Actors with "const functions"?

Hi
My use case is a follows:
Load system - once

Prepare new session (happens every 10 minutes)
Multiple independent calculations (each is ~500 ms and takes around 500ms) on the existing session.
this loop of new session and calculations on it will go over and over for weeks.

Explanation of the prepare new session and independent calculations:

  1. Prepare new session: a “prepare” function which reads many & large parameters from database and other locations outside of the ray cluster, the function does some preprocessing on these parameters (this takes around 30 seconds).

  2. Independent calculation: A “calculate” function. Which given inputs, uses those preprocessed parameters in read only, calculates some algorithm and outputs the answer, it doesn’t change any state in the class

I was thinking about using actors because with remote functions I can’t have my “prepare” function.
However actors run the functions according to order of submission from a single client, and if one function’s inputs are not ready it will block all other functions which can run. Since my “run” functions are “const functions”, I want to run by order of submission (since I do want priority) but if inputs are not ready, I would like to run the function that is ready.

Is there a way to do this with Actors or somehow with remote functions?

Example that shows issue with submission to actor where inputs are not ready:
@ray.remote(num_cpus=0)
class CounterA(object):
def init(self):
pass

def get_counter_long(self, input1: int):
    time.sleep(10)
    print(str(time.time()) + " in get long " + str(input1))
    return input1

def get_counter_short(self, input1: int):
    time.sleep(1)
    print(str(time.time()) + " in get short " + str(input1))
    return input1

@ray.remote(num_cpus=0)
class CounterB(object):
def init(self):
pass

def get_counter(self, input1: int):
    print(str(time.time()) + " in get counter " + str(input1))
    time.sleep(1)
    return input1

class MyTestCase(unittest.TestCase):

def test_something(self):

    ray.init(num_cpus=0)

    counter_actor_a1 = CounterA.options().remote()
    counter_actor_a2 = CounterA.options().remote()
    counter_actor_b = CounterB.options().remote()

    f1 = counter_actor_a1.get_counter_long.remote(1)
    f2 = counter_actor_a2.get_counter_short.remote(2)
    f3 = counter_actor_a2.get_counter_short.remote(3)
    f4 = counter_actor_b.get_counter.remote(f1)
    f5 = counter_actor_b.get_counter.remote(f2)
    f6 = counter_actor_b.get_counter.remote(f3)
    object_refs = [f4, f5, f6]
    remaining_refs = object_refs
    while len(remaining_refs) != 0:
        ready_refs, remaining_refs = ray.wait(object_refs, num_returns=1, timeout=None)
        object_refs = remaining_refs
        print(ray.get(ready_refs))

if name == ‘main’:
unittest.main()

Output

(CounterA pid=32596) 1638700409.844329 in get short 2
(CounterA pid=32596) 1638700410.8458147 in get short 3
(CounterA pid=32543) 1638700418.1666076 in get long 1
(CounterB pid=32705) 1638700418.169151 in get counter 1
[1]
(CounterB pid=32705) 1638700419.1709929 in get counter 2
[2]
(CounterB pid=32705) 1638700420.1728997 in get counter 3
[3]

I would expect to get output:

(CounterA pid=32596) 1638700409.844329 in get short 2
(CounterA pid=32596) 1638700410.8458147 in get short 3
(CounterA pid=32543) 1638700418.1666076 in get long 1
(CounterB pid=32705) 1638700409.845 in get counter 2
[2]
(CounterB pid=32705) 1638700410.846 in get counter 3
[3]
(CounterB pid=32705) 1638700418.167 in get counter 1
[1]

Hi @shiranbi,

What version of ray are you using?
With the latest version I consistently got the order you expected.

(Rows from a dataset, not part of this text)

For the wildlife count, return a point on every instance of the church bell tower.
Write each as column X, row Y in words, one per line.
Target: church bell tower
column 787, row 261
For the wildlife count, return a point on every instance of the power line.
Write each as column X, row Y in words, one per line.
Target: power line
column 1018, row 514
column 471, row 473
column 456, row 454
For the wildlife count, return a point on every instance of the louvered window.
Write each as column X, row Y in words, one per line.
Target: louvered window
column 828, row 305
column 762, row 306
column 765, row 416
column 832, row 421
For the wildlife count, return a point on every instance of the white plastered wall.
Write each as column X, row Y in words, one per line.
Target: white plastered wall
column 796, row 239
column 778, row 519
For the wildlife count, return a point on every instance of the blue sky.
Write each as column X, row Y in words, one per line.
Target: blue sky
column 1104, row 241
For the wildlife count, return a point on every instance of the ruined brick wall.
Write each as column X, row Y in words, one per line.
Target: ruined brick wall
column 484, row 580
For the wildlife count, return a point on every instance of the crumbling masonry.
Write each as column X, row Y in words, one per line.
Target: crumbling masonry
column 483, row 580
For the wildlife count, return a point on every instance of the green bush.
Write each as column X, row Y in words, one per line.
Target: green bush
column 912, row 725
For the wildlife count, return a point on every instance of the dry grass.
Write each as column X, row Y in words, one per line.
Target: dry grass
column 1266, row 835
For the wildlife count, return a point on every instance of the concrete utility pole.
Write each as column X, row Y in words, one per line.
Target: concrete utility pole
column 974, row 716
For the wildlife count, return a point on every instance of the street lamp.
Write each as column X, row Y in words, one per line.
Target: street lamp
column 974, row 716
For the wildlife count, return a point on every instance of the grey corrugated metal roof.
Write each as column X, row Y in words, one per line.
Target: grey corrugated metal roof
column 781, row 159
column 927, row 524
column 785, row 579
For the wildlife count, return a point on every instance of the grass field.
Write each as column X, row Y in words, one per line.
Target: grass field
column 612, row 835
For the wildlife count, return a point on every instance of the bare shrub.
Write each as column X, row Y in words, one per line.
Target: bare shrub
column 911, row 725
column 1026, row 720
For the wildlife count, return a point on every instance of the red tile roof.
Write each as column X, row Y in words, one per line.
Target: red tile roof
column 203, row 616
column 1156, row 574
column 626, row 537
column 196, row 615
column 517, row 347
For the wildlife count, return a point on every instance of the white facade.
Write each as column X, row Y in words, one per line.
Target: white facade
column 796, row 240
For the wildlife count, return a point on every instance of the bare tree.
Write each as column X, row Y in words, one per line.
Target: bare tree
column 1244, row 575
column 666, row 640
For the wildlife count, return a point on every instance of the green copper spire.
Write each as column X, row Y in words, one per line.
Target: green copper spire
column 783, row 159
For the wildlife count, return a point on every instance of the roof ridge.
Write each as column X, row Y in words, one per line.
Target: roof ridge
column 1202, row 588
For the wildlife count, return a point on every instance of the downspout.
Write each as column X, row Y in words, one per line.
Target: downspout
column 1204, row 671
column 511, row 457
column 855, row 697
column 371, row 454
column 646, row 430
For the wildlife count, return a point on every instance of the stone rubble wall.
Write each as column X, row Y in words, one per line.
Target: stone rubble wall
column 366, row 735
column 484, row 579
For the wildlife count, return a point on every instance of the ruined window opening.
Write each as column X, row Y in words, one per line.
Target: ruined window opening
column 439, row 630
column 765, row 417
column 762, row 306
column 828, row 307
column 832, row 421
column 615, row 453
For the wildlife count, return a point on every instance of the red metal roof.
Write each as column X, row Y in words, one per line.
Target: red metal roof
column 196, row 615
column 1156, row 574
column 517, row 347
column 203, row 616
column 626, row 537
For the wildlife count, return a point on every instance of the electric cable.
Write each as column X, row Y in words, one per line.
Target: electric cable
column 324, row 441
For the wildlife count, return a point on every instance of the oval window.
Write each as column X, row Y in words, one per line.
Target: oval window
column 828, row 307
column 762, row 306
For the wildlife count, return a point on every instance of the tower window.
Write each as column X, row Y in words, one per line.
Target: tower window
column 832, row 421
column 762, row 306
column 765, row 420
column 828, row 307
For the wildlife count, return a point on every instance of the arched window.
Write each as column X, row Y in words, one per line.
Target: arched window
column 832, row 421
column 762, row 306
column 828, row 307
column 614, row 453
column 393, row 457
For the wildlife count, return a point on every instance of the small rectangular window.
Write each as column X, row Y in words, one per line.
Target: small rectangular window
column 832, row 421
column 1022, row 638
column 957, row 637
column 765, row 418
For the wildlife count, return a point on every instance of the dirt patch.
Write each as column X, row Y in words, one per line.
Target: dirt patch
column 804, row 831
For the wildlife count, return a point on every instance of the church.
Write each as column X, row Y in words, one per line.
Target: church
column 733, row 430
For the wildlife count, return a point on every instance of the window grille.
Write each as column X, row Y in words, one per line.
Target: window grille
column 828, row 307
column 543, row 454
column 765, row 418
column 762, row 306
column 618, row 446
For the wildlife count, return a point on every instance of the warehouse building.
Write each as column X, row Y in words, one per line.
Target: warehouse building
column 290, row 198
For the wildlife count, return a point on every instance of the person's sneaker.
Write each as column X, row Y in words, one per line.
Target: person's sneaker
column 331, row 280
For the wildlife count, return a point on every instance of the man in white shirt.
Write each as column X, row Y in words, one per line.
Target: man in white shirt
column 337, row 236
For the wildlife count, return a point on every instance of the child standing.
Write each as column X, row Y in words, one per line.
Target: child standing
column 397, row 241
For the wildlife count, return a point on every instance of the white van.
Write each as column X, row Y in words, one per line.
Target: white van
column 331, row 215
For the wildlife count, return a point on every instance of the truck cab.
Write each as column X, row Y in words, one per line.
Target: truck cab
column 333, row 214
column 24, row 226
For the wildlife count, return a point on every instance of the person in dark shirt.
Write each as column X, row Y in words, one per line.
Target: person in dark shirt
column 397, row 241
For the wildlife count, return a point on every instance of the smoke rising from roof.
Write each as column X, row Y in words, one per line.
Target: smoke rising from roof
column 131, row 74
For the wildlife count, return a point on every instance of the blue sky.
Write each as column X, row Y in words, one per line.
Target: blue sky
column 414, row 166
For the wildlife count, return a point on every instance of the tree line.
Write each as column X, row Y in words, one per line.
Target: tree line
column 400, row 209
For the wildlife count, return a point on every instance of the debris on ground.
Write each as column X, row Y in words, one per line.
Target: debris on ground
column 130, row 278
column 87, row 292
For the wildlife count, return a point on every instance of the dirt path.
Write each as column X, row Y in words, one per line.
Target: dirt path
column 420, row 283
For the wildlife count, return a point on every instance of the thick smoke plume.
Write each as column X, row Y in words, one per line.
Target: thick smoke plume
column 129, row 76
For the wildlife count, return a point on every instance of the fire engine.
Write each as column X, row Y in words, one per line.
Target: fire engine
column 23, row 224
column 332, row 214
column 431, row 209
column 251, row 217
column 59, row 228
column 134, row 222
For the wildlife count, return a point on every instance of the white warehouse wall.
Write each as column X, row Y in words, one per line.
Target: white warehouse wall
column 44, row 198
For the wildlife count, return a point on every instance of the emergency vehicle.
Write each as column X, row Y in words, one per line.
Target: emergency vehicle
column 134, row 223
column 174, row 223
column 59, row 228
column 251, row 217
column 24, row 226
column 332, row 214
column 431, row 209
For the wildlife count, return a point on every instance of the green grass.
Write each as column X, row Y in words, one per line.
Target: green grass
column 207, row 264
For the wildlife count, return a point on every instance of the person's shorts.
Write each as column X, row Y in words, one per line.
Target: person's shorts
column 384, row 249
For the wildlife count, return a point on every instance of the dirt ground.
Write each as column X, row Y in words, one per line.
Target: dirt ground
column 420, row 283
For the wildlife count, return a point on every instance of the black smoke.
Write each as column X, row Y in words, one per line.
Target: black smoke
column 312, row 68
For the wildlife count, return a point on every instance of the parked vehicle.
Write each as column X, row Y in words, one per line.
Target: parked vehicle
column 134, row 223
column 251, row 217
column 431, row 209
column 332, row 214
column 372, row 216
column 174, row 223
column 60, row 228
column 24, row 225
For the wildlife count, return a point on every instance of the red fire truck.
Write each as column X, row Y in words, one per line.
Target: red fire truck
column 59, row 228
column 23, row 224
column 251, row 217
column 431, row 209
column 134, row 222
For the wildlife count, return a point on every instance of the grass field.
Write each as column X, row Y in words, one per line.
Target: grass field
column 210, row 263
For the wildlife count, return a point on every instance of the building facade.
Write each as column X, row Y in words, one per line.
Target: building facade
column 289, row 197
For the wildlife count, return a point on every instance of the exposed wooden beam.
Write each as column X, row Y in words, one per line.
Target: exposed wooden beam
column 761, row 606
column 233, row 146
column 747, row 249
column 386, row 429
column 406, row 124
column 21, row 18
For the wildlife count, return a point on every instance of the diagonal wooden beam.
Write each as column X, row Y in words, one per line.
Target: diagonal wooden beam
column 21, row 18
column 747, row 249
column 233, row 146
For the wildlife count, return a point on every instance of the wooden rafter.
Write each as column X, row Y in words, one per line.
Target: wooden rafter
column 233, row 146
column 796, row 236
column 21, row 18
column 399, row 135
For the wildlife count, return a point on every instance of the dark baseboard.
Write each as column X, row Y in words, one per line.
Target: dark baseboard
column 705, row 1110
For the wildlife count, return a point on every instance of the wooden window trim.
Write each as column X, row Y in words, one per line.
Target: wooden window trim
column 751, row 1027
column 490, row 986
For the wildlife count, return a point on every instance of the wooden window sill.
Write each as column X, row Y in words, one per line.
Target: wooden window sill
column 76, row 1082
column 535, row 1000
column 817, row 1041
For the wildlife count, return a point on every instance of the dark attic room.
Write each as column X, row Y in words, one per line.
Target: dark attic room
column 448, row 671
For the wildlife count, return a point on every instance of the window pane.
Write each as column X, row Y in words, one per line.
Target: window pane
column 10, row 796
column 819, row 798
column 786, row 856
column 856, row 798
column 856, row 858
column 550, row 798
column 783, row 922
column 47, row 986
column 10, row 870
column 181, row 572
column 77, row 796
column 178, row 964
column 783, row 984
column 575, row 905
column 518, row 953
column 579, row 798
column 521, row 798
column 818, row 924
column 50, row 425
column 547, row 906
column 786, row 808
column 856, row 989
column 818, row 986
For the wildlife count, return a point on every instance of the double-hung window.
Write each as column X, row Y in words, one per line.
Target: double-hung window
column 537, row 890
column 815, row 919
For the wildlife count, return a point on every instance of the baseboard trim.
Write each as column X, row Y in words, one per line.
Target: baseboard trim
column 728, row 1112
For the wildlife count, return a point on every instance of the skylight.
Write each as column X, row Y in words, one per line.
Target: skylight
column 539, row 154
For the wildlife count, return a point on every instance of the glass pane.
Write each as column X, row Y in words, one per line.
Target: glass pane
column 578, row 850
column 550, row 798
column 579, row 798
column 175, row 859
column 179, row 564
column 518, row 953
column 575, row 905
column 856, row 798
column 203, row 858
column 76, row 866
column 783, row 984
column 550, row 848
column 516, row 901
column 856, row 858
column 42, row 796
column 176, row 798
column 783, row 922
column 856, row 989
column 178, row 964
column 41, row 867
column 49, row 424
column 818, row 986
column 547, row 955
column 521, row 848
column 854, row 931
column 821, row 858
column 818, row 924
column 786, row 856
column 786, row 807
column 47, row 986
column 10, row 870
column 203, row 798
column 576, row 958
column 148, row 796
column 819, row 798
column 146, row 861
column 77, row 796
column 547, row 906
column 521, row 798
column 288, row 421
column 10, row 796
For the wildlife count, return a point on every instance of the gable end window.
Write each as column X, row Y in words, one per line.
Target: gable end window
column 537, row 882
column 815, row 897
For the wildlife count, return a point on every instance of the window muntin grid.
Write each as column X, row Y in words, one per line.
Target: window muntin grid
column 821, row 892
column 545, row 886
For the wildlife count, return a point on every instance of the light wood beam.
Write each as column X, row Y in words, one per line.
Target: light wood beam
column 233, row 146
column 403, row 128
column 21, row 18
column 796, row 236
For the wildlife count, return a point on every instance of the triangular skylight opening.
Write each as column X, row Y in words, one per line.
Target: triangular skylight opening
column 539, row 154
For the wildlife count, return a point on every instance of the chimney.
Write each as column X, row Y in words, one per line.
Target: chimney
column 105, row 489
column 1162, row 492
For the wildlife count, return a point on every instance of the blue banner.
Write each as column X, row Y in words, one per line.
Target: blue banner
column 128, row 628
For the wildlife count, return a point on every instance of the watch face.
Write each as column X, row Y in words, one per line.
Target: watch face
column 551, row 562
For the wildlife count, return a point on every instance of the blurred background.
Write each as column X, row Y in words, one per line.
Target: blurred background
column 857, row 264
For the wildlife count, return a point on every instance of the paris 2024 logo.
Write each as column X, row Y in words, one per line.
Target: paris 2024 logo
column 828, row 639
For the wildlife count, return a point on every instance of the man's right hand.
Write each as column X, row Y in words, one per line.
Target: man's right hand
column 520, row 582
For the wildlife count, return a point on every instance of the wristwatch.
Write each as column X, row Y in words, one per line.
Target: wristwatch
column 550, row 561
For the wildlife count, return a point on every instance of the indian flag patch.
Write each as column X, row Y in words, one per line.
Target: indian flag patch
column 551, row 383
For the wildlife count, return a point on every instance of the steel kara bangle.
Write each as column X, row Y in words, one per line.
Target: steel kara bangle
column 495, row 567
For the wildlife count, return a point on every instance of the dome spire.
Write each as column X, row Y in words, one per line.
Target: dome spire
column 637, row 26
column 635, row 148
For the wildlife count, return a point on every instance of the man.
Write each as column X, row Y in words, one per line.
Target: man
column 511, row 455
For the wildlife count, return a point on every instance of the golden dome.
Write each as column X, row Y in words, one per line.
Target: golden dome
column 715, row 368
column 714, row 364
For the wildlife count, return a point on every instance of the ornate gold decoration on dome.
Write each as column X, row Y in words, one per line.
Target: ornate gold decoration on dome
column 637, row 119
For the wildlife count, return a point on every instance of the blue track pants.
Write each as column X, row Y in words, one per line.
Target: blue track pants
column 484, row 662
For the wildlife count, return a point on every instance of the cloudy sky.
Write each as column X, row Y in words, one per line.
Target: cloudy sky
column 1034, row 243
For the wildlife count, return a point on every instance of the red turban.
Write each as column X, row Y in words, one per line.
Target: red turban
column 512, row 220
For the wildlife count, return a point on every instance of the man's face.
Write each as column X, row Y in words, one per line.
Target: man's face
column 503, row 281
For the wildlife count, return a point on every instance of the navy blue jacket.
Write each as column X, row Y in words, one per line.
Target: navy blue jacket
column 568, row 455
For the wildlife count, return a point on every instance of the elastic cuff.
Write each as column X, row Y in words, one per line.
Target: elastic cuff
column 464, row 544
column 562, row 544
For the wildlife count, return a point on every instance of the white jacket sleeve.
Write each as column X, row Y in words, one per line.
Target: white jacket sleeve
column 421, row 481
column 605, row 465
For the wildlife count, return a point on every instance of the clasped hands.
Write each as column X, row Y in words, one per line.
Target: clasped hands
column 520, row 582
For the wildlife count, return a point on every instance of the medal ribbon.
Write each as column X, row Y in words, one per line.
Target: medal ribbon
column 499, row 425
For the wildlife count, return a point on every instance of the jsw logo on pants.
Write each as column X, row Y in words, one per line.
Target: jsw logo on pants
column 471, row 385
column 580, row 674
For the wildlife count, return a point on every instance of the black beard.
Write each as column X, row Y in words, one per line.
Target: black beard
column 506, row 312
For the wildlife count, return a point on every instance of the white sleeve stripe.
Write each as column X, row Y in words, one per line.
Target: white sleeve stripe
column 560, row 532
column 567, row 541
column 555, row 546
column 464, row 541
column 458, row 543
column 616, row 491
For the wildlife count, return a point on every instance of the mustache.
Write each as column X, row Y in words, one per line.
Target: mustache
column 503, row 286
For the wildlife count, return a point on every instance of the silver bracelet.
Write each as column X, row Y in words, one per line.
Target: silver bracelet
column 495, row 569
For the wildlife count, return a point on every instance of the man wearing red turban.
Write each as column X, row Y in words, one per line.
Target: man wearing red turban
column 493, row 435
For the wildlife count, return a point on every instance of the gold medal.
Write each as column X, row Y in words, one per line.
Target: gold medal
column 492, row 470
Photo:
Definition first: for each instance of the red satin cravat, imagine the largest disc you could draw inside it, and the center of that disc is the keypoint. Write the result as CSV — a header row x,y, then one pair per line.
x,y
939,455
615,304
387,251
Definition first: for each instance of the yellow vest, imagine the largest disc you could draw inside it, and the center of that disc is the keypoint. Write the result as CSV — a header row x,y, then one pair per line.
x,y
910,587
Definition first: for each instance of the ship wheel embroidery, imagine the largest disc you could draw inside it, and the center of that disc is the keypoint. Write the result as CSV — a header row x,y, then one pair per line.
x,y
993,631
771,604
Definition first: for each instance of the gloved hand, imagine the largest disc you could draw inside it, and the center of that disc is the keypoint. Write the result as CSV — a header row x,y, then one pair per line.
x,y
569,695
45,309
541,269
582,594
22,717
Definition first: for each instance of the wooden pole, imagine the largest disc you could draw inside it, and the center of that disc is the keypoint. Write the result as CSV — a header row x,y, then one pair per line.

Here is a collab with what I got:

I get exactly what you get
1
2
3

I expect to get
2
3
1

since the input 2 is ready first, then 3 and input 1 is ready around 9 seconds later

@shiranbi,

Ahh I see.

Check out the last cell in the collab. I updated it with what you want.

I think the issues is that when you pass an object reference into a remote call, ray will implicitly resolve the promise and pass the value instead of the reference. So in your case f1 is getting resolved to its concrete value before it is passed to counter_actor_b.

Hopefully someone from the ray core group will correct this explanation if I am wrong.